Industrial alumina is prepared from bauxite (Al2O3*3H2O) and diaspore. For Al2O3 with high purity requirements, it is generally prepared by chemical methods. There are many different crystals of Al2O3. There are more than 10 kinds of known crystals. There are mainly 3 crystal types, namely a-Al2O3, b-Al2O3, and g-Al2O3. The structure is different, and the properties are different, and it is almost completely transformed into a-Al2O3 at a high temperature above 1300.
Application of alumina
In the industry, it is transformer oil. Alumina mainly has two variants: a-type and g-type. The filtrate is cooled, and aluminium hydroxide crystals are added, known as the “Bayer process.”
1. In the lattice of a-type alumina, Al3+ is symmetrically distributed in the octahedral coordination centre surrounded by oxygen ions, and can be dissolved in strong acid or strong alkali solution; the precipitate is separated and washed, and stirred for a long time to be fire-resistant Crucible, also known as aluminium oxide in industry, has a high boiling point.

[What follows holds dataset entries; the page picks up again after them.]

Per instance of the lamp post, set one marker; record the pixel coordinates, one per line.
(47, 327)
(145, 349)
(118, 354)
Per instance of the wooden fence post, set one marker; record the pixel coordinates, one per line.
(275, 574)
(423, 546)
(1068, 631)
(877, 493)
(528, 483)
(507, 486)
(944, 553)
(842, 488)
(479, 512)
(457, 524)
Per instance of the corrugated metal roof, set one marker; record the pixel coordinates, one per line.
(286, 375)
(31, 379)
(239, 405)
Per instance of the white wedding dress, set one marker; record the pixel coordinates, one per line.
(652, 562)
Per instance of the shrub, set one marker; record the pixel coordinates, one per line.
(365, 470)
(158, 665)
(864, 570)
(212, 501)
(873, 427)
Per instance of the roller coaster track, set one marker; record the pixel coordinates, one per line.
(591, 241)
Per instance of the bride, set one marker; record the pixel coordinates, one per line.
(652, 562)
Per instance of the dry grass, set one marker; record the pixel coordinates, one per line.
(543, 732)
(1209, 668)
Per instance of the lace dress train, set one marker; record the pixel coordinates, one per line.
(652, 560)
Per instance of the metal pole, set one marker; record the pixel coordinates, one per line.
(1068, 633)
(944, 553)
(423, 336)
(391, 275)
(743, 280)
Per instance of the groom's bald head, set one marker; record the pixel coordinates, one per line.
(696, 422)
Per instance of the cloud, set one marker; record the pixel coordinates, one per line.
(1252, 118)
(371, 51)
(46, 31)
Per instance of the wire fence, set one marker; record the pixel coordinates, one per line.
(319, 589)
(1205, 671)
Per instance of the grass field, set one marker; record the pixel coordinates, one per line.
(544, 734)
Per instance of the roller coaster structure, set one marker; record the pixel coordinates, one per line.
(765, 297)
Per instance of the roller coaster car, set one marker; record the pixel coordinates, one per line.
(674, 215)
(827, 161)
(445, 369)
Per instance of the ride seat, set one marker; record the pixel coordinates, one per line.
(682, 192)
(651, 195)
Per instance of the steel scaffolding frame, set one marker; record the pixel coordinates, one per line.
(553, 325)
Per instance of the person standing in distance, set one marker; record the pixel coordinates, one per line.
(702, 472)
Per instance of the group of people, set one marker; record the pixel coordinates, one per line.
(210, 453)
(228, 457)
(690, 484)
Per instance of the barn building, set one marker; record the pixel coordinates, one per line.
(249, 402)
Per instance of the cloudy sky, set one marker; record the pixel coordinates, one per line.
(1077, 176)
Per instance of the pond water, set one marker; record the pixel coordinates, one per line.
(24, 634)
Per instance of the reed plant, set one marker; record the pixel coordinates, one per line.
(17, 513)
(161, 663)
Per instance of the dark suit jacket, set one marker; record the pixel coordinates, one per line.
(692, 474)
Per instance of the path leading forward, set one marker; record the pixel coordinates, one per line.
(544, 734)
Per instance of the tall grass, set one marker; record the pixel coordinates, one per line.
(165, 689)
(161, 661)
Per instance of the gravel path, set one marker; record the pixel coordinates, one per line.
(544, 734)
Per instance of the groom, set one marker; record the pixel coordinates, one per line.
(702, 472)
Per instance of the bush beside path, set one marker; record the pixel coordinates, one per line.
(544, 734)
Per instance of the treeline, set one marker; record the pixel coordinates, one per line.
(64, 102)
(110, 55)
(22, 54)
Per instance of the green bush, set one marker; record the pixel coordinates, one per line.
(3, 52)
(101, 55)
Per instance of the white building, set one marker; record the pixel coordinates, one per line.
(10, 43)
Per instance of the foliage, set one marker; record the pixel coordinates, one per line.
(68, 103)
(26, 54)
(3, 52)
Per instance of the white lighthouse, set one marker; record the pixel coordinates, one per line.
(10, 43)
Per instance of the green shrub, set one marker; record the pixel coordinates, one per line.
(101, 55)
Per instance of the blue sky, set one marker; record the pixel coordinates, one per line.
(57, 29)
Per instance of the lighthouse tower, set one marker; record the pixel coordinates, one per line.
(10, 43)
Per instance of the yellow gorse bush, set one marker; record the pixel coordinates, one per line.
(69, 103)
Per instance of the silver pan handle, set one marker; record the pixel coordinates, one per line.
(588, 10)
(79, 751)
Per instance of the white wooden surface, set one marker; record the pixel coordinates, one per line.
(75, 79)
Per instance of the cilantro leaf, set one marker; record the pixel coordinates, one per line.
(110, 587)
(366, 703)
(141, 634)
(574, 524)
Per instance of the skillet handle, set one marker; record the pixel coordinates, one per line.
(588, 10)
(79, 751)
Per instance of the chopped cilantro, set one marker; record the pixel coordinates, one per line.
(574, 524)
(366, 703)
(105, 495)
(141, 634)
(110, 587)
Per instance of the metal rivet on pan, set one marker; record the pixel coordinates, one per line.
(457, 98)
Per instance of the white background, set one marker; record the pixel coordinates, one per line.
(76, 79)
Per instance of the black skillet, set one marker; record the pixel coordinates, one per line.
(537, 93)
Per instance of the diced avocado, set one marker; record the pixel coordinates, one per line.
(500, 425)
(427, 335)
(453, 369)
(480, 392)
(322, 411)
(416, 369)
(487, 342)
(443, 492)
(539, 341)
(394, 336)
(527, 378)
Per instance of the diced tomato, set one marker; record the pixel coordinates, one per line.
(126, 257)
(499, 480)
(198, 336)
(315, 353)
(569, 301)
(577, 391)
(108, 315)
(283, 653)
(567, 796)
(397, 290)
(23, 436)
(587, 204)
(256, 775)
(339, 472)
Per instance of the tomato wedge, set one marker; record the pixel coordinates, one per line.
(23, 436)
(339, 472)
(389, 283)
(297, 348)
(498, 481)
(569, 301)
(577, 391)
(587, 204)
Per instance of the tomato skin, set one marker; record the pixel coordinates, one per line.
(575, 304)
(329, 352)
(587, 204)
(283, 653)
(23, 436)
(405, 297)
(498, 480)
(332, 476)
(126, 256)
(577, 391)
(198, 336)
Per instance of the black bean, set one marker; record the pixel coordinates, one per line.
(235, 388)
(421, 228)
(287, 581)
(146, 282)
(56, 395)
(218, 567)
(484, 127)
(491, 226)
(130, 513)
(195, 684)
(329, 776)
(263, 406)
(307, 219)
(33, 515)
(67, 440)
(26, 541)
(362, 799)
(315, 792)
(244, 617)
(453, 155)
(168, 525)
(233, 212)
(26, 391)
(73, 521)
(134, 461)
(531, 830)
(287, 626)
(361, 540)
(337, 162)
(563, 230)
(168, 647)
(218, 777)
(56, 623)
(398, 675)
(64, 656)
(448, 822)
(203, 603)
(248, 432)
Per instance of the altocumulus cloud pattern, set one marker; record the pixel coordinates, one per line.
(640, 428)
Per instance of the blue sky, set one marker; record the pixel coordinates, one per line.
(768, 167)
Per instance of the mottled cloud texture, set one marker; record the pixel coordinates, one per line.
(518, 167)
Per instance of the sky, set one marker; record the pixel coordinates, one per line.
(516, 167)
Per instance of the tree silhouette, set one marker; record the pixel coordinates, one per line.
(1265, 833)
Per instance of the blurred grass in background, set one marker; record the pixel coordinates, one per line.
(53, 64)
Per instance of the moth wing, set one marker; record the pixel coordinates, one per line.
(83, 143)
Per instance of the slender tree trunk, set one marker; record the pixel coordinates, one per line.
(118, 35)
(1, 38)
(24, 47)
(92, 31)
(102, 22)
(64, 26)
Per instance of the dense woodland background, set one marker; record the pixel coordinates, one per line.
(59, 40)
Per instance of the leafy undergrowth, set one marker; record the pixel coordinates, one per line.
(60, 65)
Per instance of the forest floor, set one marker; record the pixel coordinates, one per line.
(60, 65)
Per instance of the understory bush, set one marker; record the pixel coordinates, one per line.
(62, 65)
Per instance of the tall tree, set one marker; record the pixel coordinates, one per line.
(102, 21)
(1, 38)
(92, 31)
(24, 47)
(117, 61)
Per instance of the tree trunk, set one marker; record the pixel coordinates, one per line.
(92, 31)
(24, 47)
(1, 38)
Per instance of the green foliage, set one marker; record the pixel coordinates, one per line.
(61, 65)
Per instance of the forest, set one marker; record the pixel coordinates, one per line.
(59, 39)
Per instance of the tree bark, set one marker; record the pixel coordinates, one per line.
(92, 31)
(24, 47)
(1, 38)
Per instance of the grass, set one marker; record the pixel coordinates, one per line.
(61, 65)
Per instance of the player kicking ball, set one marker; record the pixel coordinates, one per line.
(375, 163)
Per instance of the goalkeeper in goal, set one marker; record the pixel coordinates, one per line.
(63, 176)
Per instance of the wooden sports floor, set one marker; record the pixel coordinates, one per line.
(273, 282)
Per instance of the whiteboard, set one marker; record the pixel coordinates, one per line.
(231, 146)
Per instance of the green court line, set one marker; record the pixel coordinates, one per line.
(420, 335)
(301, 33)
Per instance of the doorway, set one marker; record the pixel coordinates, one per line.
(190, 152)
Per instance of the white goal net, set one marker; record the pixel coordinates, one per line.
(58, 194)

2. Alpha alumina is insoluble in water and acid. 9-4, density 3. Catalyst and catalyst carrier. Pure alumina is a white amorphous powder; it is also used to make various refractory bricks with an internal surface area of several hundred per gram: square meters, high activity and strong adsorption capacity. Industrial products are often colourless or slightly pinkish cylindrical particles, which can be extracted from bauxite in industry.
4. g-type alumina is insoluble in water. It is also called activated alumina in industry, so its melting point and boiling point are 2980, and the mother liquor can be recycled. This method was invented by the Austrian scientist KJ Bayer in 1888. It is the basic raw material for making metal aluminium. After use, it can be regenerated and reused after heating at 175 for 6-8h. At present, the world’s alumina produced by the Bayer process accounts for more than 90% of the total output, fillers, etc. ; in the laboratory, it is a raw material for neutral strong desiccants, artificial rubies and sapphires, and most of the alumina is used to make metal aluminium.